The FM4 Soundpark is a web-platform, community, and radio show for Austrian musicians. Every month, one act is selected to be highlighted both online and on air. The FM4 Soundpark act of the month.
Always further into life and music
Synthpop, Montaigne and the volatility of being: Listen To Leena have written a multi-faceted second album, “Pendulum”, which will be released in October – we (FM4) have exclusive audio samples and the new video for the single “Slow Motion” for you – our FM4 soundpark act in July.
The French thinker and writer Michel de Montaigne (*1533) was one of the first to take the liberty and subtlety to depict the world in his writings as he saw it – and not as it has been brought to him through books, thereby co-founding a new genre in literature; many bloggers of today are unwittingly maintaining his legacy.
Listen To Leena, especially the singer and songwriter of the band, is fascinated by Montaigne and his egocentricity, but also by his courage. There is one particular quote that has primarily inspired the band’s new, second album called “Pendulum”: “The world is nothing but eternal ups and downs. Everything in it staggers and swings incessantly. Even permanence is merely a slowed down rocking. I do not describe being, but rather being on the road.”

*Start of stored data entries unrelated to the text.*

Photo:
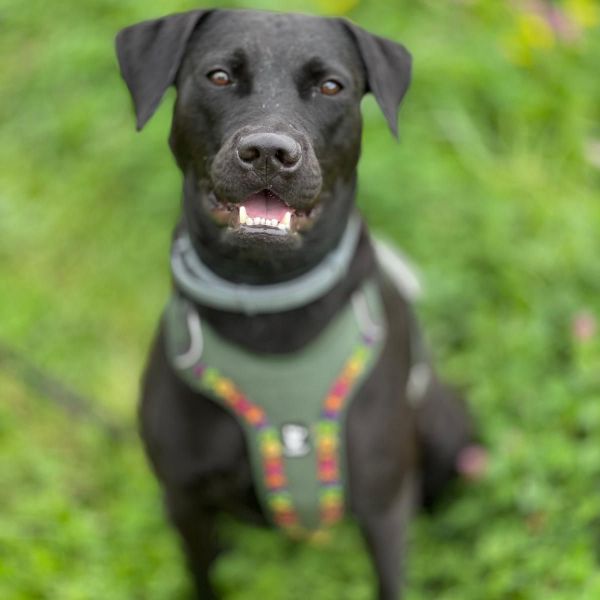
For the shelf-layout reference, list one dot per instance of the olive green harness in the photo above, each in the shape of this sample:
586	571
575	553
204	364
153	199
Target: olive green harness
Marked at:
291	407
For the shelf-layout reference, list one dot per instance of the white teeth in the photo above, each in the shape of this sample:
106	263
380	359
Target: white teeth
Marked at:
284	225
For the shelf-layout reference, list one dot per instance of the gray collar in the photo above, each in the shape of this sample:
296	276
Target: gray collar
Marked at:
207	288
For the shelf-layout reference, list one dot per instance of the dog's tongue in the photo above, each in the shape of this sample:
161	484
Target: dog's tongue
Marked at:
265	205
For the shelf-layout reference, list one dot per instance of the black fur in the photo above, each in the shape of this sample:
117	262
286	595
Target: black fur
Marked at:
396	454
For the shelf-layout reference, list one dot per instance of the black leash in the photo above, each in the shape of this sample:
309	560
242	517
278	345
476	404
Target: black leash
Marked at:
48	386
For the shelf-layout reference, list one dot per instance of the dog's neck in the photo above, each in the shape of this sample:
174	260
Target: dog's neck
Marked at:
286	330
290	330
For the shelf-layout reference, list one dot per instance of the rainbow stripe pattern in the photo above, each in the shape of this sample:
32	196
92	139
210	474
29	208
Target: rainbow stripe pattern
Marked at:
328	433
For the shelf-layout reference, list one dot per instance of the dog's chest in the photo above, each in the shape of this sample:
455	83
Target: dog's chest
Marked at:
291	407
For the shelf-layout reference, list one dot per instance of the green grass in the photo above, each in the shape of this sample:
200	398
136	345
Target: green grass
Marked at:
489	191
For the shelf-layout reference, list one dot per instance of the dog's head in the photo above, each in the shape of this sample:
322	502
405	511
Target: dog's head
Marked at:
266	126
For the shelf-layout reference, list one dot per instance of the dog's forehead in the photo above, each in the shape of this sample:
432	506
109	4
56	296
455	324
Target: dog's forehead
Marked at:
269	36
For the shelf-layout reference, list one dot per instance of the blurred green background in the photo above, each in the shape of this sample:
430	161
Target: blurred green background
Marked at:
494	192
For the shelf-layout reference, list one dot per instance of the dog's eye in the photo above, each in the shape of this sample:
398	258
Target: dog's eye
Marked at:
331	87
219	77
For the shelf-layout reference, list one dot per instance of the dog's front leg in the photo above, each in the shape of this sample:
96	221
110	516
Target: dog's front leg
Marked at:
197	529
385	534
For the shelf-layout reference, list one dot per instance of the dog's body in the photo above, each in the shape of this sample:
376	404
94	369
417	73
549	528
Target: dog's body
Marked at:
267	116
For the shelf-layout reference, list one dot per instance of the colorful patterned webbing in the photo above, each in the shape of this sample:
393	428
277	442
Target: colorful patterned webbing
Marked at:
285	483
328	430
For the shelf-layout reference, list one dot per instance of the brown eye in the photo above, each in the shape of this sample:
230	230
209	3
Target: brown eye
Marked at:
219	77
331	87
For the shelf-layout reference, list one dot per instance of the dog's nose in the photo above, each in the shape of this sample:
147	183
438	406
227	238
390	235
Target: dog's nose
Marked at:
272	151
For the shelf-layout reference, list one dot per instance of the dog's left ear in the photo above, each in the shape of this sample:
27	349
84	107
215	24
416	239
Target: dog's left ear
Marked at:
150	54
388	69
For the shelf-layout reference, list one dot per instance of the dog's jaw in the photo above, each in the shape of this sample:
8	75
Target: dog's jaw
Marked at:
262	212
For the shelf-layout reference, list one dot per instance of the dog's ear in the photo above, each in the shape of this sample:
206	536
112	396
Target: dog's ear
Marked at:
150	54
388	69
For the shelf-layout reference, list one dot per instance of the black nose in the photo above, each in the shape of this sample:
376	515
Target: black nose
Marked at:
271	151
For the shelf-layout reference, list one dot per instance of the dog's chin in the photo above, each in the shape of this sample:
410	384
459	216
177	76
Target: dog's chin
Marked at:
261	219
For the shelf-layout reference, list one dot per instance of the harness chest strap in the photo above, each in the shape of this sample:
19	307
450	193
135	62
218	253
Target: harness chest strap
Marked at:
291	407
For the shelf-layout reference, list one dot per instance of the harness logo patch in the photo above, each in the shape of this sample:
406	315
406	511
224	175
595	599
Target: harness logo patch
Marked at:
295	439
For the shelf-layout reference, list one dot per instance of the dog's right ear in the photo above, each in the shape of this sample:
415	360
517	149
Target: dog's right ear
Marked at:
150	54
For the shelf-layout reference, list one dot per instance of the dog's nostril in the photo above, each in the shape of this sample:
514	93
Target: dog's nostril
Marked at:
248	153
288	156
281	151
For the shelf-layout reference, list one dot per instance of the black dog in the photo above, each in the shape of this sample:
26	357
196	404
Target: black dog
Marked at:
266	131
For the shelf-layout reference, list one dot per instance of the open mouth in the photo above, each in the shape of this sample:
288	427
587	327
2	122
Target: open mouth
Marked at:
263	212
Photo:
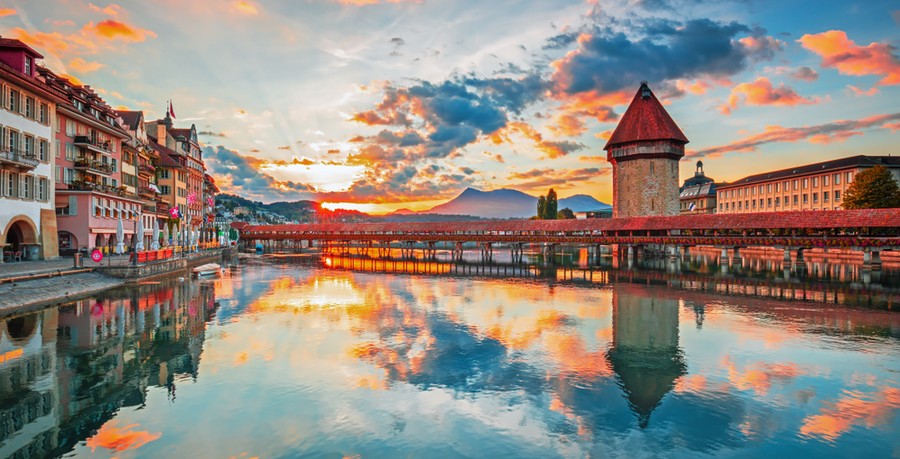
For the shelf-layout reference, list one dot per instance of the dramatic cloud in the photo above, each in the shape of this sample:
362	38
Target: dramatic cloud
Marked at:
805	74
822	133
841	53
761	92
80	65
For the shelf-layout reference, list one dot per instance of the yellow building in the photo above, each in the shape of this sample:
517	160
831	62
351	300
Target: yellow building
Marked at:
819	186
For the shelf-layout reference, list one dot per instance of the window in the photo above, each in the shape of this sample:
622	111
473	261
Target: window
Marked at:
29	187
29	107
44	150
13	101
12	184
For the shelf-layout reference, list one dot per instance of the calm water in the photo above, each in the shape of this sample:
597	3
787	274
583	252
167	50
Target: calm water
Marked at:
286	357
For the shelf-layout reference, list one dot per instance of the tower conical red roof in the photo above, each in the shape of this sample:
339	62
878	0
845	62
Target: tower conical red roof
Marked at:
645	119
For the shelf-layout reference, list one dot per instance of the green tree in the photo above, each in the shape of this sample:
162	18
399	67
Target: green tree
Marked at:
565	214
873	188
552	204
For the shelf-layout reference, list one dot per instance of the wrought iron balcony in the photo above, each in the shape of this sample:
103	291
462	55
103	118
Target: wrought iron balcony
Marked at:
93	167
93	144
18	159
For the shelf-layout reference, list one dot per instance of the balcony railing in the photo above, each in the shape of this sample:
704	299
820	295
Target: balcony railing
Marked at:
95	167
18	158
93	144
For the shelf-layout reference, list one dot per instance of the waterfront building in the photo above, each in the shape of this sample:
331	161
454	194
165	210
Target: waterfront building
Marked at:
698	193
644	151
153	207
90	194
27	219
183	147
818	186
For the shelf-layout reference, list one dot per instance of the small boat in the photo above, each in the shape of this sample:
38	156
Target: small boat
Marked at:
207	270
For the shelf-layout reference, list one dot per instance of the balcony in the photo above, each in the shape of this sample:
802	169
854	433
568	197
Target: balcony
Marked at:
84	141
18	159
93	167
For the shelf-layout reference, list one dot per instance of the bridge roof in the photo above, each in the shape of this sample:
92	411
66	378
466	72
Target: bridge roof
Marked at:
865	218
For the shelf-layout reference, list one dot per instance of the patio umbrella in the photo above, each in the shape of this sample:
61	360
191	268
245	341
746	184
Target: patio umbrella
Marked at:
155	237
139	236
120	236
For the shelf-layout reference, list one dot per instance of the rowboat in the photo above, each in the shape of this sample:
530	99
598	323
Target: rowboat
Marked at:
207	270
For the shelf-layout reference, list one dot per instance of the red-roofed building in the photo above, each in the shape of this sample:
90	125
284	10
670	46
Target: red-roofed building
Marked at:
644	151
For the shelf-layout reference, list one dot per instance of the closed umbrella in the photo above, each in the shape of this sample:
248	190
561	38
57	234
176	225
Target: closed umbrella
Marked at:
120	236
155	244
139	236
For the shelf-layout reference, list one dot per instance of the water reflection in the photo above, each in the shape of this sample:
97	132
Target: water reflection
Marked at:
286	358
65	372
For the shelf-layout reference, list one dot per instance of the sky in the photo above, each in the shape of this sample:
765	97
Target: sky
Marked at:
378	105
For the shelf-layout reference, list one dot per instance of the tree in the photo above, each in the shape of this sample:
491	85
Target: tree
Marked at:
565	214
873	188
552	204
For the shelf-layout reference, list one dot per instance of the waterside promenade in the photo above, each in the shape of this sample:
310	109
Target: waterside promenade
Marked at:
32	285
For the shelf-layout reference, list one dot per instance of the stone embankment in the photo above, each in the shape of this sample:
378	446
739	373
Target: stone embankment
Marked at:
30	286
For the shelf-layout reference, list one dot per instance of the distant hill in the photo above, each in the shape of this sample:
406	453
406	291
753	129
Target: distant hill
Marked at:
506	203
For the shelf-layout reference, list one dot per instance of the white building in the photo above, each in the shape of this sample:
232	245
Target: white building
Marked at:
27	151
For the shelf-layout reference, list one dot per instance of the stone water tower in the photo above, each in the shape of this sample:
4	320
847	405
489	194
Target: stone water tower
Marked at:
644	151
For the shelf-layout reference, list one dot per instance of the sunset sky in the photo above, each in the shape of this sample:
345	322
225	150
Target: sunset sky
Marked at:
387	104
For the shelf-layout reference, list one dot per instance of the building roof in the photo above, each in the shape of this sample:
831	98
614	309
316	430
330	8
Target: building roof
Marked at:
835	164
645	119
131	118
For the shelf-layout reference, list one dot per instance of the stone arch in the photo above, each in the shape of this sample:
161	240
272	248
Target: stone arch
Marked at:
21	329
20	230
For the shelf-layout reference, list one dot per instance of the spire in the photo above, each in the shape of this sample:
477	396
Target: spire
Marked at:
645	119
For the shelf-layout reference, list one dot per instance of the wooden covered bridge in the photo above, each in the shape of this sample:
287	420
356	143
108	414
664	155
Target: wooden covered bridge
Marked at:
871	231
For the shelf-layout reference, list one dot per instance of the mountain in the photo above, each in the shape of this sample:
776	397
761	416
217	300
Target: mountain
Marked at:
505	203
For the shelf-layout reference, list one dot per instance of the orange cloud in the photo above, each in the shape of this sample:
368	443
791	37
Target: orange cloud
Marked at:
113	30
853	408
837	130
245	7
761	92
120	439
82	66
860	92
841	53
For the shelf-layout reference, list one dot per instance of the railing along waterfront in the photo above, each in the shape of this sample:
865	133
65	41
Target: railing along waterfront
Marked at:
857	229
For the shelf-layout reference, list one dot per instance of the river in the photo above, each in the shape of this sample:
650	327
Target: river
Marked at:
300	356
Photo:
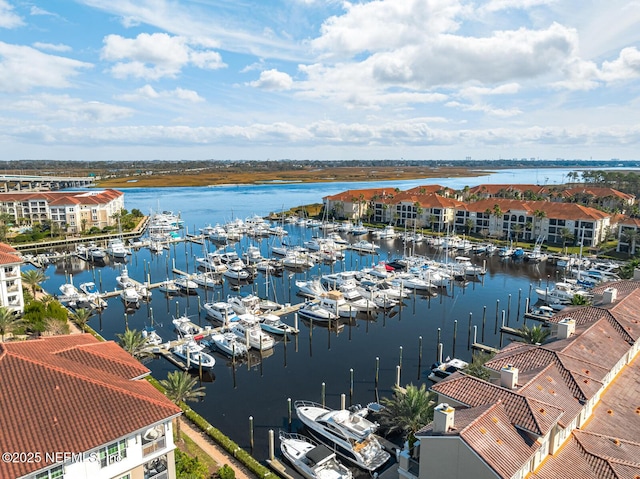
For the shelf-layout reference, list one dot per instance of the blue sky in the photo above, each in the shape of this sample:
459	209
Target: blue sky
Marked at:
319	79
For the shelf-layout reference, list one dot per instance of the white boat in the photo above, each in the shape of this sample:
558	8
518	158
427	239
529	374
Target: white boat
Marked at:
348	433
228	343
248	329
313	461
152	337
194	355
272	323
364	246
168	287
185	285
388	232
116	248
311	288
562	292
220	311
318	313
245	304
130	297
186	327
440	371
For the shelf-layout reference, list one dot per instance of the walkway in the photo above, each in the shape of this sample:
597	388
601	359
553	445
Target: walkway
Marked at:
213	450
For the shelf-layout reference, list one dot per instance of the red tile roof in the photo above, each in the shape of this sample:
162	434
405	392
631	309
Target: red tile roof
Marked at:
46	384
527	413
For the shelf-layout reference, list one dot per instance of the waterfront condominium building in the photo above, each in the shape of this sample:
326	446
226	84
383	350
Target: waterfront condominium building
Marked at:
73	407
10	279
72	211
567	408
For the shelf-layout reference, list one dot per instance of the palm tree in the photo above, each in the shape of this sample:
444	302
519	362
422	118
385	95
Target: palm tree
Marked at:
33	278
476	366
631	237
81	317
180	387
534	335
408	410
133	342
8	321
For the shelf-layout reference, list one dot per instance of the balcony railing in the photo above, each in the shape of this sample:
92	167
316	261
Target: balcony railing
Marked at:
151	447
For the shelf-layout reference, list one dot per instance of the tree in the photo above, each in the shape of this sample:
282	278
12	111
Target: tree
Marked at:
476	367
631	237
81	317
180	387
133	342
8	321
408	410
33	278
534	335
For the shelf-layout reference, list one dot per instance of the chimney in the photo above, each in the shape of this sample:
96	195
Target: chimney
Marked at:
609	296
566	327
443	418
509	377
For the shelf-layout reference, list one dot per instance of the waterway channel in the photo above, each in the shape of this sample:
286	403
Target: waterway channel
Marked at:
344	359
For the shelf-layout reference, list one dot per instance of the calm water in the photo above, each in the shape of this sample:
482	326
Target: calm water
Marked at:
296	369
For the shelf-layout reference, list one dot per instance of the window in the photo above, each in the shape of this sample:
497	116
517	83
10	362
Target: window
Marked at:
53	473
113	453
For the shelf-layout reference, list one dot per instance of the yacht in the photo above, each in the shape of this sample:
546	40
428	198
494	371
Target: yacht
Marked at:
439	370
272	323
116	248
220	311
315	312
194	355
348	433
186	327
247	328
228	343
313	461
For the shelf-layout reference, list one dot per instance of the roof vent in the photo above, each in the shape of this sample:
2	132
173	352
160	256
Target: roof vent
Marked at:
509	377
566	328
443	416
609	295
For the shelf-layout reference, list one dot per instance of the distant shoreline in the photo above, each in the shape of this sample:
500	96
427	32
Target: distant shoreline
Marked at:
325	175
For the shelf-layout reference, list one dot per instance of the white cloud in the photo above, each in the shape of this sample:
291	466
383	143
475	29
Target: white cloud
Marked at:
9	19
54	47
147	92
625	67
34	69
57	108
157	55
273	80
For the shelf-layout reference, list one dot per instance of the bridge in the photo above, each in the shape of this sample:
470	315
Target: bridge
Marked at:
43	183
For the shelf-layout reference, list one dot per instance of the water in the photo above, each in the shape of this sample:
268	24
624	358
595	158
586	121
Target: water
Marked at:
298	368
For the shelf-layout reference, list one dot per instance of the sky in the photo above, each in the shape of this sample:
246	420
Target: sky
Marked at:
319	79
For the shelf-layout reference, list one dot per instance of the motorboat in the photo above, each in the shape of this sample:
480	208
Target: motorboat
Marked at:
248	329
228	343
313	461
168	287
364	246
316	312
116	248
130	297
562	292
186	285
272	323
248	303
186	327
220	311
150	334
348	433
194	355
442	370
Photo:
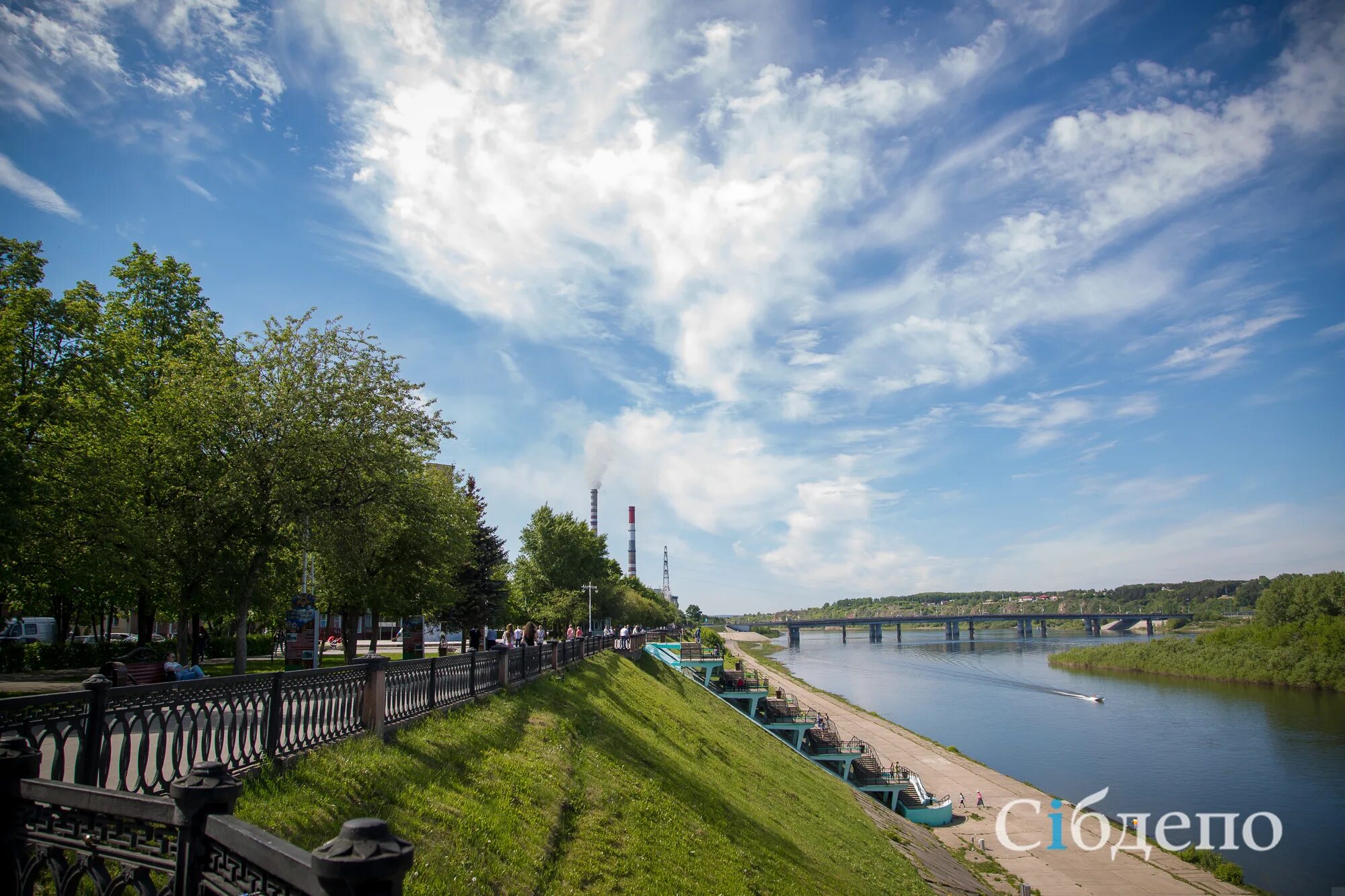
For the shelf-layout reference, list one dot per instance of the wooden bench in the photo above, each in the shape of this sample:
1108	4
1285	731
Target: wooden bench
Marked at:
138	667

The pendulum that always deflects and never stops; the world that keeps spinning, whether tears are shed, for joy, love or suffering; the eternal movement, the beautiful chaos that Listen To Leena intended not only in content but also in sound. But in order to be able to evaluate the whole creative power of their second creation, one has to look back briefly at the beginning of the quintet.
Linz, Jazz, Debut
The five musicians behind Listen To Leena, Lucia Leena, Jakob Mayr, Simon Raab, Felipe Ramos and Andreas Senn, studied together at the Jazz Institute of Bruckner University in Linz. That is where they get to know each other, where the band slowly formed. Initially in a smaller formation until recently taking on its current five-piece existance.
The question arises as to what effect classical jazz studies have on pop music which Listen To Leena are now writing. The answer comes accompanied with almost resounding laughter: “The longer I studied, acquired music academically, the more I noticed – that doesn’t interest me like this”. Lucia Leena wants to capture states of life, her life, in words and then in music, not more, but also not less.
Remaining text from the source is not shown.